Pentagon Papers released in their 7,000-page entirety

The 7,000-page report was the WikiLeaks of its time, a sensational breach of government confidentiality that shook Richard Nixon’s presidency and prompted a Supreme Court fight that advanced press freedom.

Prepared near the end of Lyndon Johnson’s term as president by defence department and private foreign policy analysts, the report was leaked by one of the analysts, Daniel Ellsberg, in an act of defiance that stands as one of the most dramatic cases of whistle-blowing in history.

The National Archives and presidential libraries are now releasing the report in full.

The release was timed 40 years to the day after The New York Times published the first in its series of stories about the findings, on June 13, 1971.

The papers showed that the Johnson, Kennedy and prior administrations had been escalating the conflict in Vietnam while misleading Congress, the public and allies.

As scholars pore over the report, Ellsberg says the chance of finding new revelations is dim. Most of it has come out in congressional forums and by other means. Ellsberg plucked out the best when he painstakingly photocopied pages that he took from a safe night after night and returned in the mornings.

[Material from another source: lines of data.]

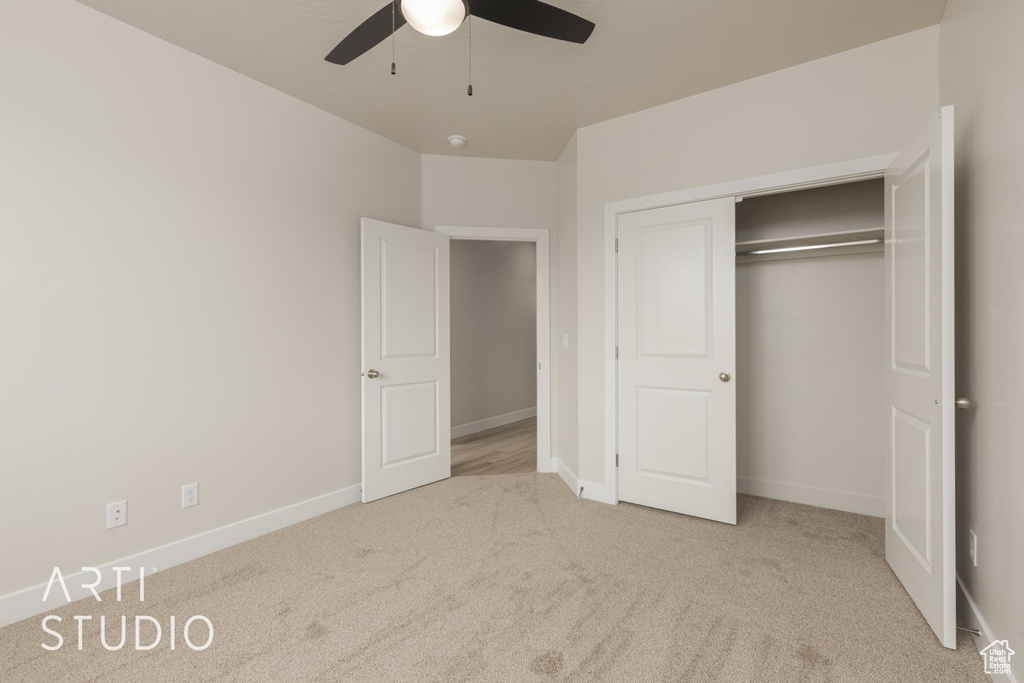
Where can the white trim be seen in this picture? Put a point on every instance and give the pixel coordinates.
(491, 423)
(815, 176)
(545, 452)
(972, 616)
(821, 498)
(595, 491)
(567, 476)
(28, 602)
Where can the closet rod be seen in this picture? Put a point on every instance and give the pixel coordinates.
(827, 244)
(781, 250)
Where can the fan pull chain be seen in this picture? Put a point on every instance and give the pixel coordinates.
(469, 90)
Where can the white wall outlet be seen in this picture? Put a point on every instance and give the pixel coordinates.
(189, 495)
(117, 514)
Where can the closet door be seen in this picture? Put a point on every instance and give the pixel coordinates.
(920, 524)
(677, 397)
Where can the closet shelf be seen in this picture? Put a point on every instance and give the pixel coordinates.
(825, 244)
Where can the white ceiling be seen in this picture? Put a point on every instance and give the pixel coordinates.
(530, 93)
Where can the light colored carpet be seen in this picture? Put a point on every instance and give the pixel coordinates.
(513, 579)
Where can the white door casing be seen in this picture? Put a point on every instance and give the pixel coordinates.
(920, 503)
(677, 396)
(407, 408)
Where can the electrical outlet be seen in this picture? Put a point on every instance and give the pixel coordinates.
(189, 495)
(117, 514)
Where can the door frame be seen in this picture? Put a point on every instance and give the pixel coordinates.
(815, 176)
(541, 238)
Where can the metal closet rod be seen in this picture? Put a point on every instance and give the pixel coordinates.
(780, 250)
(830, 243)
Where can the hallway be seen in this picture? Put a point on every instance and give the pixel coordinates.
(508, 450)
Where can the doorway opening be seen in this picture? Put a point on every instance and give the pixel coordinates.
(500, 350)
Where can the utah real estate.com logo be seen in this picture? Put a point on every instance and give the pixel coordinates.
(147, 637)
(997, 657)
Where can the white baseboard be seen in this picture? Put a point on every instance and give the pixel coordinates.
(567, 476)
(491, 423)
(822, 498)
(29, 602)
(973, 616)
(594, 491)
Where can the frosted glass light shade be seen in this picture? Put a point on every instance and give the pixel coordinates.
(434, 17)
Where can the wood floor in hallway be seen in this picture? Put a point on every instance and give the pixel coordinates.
(508, 450)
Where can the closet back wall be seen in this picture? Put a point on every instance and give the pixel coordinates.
(494, 334)
(811, 426)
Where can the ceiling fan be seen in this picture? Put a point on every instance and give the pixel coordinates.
(439, 17)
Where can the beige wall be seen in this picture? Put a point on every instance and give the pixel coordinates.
(982, 55)
(810, 381)
(565, 424)
(865, 101)
(179, 279)
(494, 329)
(487, 193)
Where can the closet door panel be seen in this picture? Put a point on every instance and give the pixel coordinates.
(677, 400)
(920, 505)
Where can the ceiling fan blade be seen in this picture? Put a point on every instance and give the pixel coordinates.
(534, 16)
(368, 35)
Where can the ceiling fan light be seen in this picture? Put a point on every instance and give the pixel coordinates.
(434, 17)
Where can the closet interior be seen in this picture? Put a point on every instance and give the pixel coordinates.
(810, 356)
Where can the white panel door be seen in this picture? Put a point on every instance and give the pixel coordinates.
(407, 429)
(677, 397)
(920, 528)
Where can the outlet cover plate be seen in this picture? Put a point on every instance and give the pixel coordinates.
(189, 495)
(117, 514)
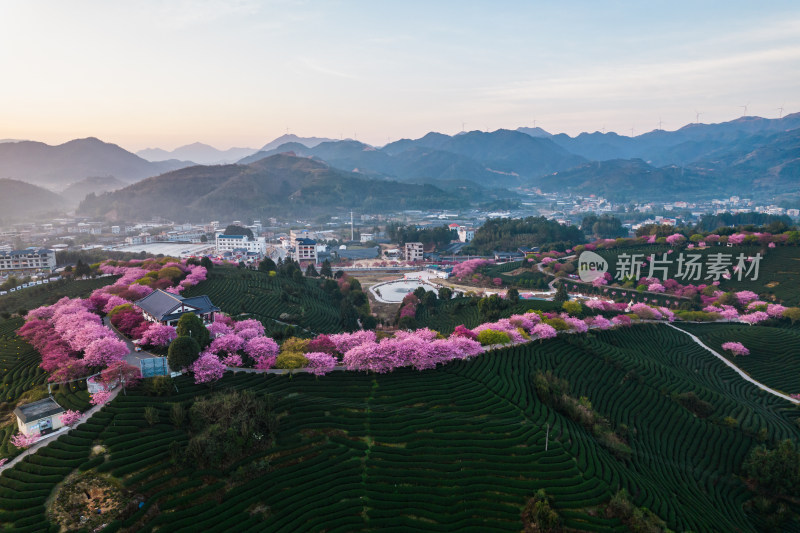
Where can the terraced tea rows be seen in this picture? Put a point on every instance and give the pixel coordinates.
(447, 315)
(460, 447)
(779, 270)
(49, 293)
(774, 358)
(237, 291)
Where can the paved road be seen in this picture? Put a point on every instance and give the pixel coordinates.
(41, 443)
(737, 369)
(133, 356)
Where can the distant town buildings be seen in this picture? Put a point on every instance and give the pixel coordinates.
(465, 234)
(231, 243)
(305, 250)
(27, 260)
(413, 251)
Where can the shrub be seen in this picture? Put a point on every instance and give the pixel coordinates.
(489, 337)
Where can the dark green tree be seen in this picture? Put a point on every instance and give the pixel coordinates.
(349, 316)
(190, 325)
(267, 265)
(561, 295)
(777, 471)
(238, 230)
(325, 271)
(182, 352)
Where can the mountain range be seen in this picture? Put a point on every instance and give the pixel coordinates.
(56, 166)
(19, 199)
(749, 156)
(203, 154)
(280, 184)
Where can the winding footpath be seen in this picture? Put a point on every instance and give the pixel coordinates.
(737, 369)
(47, 439)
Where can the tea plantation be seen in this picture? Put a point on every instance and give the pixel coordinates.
(50, 293)
(774, 358)
(461, 447)
(778, 276)
(271, 299)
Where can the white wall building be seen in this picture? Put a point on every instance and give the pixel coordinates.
(229, 243)
(413, 251)
(30, 259)
(465, 234)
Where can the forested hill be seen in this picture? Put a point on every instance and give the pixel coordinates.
(506, 234)
(281, 184)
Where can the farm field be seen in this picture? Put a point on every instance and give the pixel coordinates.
(779, 271)
(774, 358)
(240, 291)
(459, 447)
(50, 293)
(448, 314)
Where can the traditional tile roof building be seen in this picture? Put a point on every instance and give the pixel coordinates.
(39, 417)
(30, 259)
(167, 308)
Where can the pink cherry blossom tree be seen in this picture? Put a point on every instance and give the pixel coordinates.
(70, 417)
(22, 441)
(207, 369)
(736, 348)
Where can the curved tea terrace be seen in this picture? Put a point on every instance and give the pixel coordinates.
(393, 292)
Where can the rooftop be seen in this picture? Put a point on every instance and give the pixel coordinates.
(30, 412)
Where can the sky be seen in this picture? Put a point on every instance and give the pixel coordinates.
(240, 73)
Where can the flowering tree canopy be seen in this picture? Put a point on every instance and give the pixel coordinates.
(22, 441)
(70, 417)
(208, 368)
(736, 348)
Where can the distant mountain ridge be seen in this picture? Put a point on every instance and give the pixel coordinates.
(23, 201)
(56, 166)
(502, 158)
(692, 142)
(199, 153)
(277, 185)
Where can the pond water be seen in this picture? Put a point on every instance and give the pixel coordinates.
(395, 291)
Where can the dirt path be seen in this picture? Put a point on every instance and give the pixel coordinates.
(737, 369)
(41, 443)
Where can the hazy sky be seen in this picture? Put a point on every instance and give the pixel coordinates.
(238, 73)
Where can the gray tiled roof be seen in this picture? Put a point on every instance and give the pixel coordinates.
(37, 410)
(162, 305)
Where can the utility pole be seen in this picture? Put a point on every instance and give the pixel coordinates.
(547, 437)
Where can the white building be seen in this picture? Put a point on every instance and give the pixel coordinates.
(465, 234)
(305, 250)
(30, 259)
(413, 251)
(229, 243)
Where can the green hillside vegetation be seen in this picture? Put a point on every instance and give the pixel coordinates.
(460, 447)
(277, 301)
(509, 234)
(19, 199)
(22, 381)
(444, 316)
(779, 271)
(280, 184)
(49, 293)
(774, 358)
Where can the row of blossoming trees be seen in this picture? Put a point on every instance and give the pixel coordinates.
(70, 334)
(72, 339)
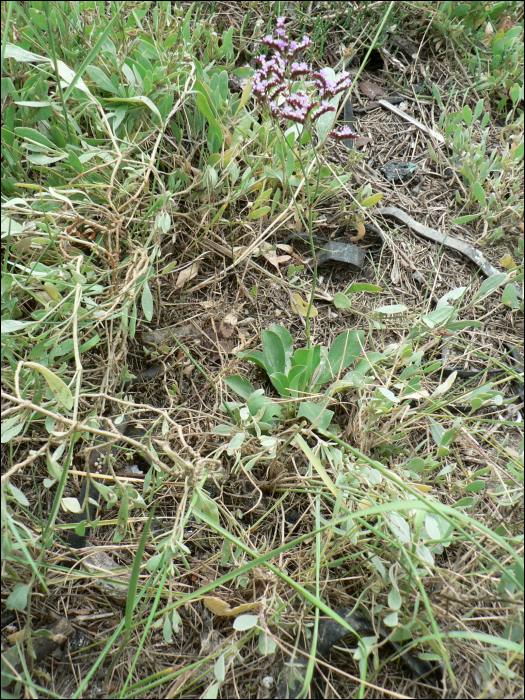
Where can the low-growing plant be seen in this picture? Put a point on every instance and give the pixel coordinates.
(296, 374)
(492, 180)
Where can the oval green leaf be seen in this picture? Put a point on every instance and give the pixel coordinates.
(60, 389)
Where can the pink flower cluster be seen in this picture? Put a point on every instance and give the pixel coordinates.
(276, 75)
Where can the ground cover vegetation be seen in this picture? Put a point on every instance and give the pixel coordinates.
(282, 427)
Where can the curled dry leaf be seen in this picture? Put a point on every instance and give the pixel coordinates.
(362, 141)
(222, 608)
(186, 275)
(276, 260)
(217, 338)
(301, 307)
(371, 90)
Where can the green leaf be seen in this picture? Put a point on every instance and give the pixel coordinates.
(371, 201)
(257, 213)
(475, 486)
(240, 385)
(257, 357)
(363, 287)
(510, 296)
(280, 382)
(478, 109)
(205, 108)
(10, 326)
(466, 219)
(34, 136)
(479, 193)
(147, 302)
(219, 668)
(273, 351)
(207, 506)
(17, 600)
(286, 339)
(341, 301)
(60, 390)
(102, 80)
(326, 121)
(391, 310)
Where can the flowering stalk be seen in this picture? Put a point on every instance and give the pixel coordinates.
(275, 85)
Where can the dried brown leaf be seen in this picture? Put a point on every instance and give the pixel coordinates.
(186, 275)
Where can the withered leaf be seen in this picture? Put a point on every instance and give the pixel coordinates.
(186, 275)
(371, 90)
(222, 608)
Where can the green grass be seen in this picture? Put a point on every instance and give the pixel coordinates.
(132, 171)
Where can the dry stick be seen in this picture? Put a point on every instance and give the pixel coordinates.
(83, 427)
(155, 148)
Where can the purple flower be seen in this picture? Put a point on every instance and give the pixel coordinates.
(276, 76)
(322, 109)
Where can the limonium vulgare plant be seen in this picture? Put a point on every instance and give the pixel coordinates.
(281, 86)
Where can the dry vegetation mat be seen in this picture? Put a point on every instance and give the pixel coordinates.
(262, 374)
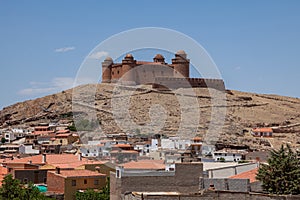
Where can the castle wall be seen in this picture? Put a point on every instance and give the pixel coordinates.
(160, 74)
(173, 83)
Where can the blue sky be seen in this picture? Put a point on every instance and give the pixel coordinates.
(255, 44)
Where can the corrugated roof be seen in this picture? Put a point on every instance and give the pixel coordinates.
(251, 175)
(262, 130)
(145, 164)
(79, 173)
(50, 159)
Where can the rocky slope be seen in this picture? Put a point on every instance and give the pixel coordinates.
(223, 117)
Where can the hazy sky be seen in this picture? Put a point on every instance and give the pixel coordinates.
(255, 44)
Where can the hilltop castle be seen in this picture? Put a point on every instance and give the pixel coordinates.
(157, 73)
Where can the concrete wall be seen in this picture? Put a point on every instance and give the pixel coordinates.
(185, 180)
(237, 185)
(211, 195)
(70, 190)
(33, 176)
(226, 172)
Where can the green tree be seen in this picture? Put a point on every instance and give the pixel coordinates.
(93, 195)
(282, 173)
(13, 189)
(3, 140)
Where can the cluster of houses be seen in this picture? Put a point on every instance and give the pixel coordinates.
(53, 156)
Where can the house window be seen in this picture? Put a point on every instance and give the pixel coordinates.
(118, 173)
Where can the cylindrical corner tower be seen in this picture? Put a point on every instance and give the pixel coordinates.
(106, 70)
(128, 75)
(181, 64)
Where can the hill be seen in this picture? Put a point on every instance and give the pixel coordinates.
(152, 110)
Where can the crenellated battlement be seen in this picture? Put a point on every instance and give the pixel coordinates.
(158, 73)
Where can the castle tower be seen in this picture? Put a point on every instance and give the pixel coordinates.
(181, 64)
(159, 58)
(128, 63)
(106, 70)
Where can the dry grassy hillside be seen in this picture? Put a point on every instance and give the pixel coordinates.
(154, 111)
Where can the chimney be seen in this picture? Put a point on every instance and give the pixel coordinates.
(97, 168)
(44, 158)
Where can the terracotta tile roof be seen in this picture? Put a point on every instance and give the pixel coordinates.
(63, 135)
(124, 151)
(251, 175)
(262, 130)
(41, 132)
(71, 165)
(79, 173)
(41, 127)
(145, 164)
(122, 145)
(3, 173)
(50, 159)
(63, 131)
(197, 138)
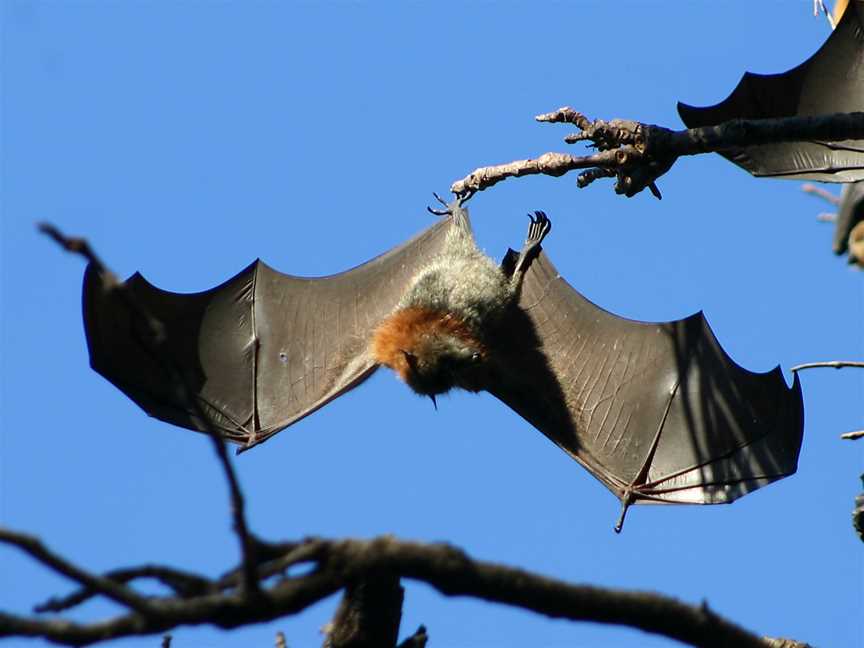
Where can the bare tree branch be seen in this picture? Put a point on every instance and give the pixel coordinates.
(248, 544)
(833, 364)
(108, 587)
(637, 153)
(339, 564)
(368, 615)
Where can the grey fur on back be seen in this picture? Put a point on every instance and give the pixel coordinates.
(461, 280)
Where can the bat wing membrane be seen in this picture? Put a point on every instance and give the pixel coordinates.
(258, 352)
(828, 82)
(657, 412)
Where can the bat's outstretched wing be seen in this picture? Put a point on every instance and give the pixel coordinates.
(657, 412)
(830, 81)
(257, 353)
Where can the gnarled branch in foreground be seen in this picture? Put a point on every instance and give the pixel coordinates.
(636, 154)
(262, 587)
(342, 564)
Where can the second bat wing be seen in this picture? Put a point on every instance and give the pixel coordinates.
(830, 81)
(252, 355)
(658, 412)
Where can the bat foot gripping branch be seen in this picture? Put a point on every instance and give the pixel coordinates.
(538, 229)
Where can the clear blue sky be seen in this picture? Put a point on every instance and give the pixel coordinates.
(186, 139)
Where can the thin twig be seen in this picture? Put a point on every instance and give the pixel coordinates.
(819, 192)
(639, 153)
(833, 364)
(184, 584)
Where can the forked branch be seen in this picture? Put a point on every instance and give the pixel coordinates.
(636, 154)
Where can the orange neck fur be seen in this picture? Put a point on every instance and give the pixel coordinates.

At the time, Nixon was delighted that people were reading about bumbling and lies by his predecessor, which he thought would take some anti-war heat off him. But if he loved the substance of the leak, he hated the leaker.

He feared Ellsberg represented a left-wing conspiracy that would undermine his government with damaging disclosures if they did not make an example out of him.

It was his belief in such a conspiracy, and his willingness to combat it by illegal means, that put him on the path to the Watergate scandal that destroyed his presidency.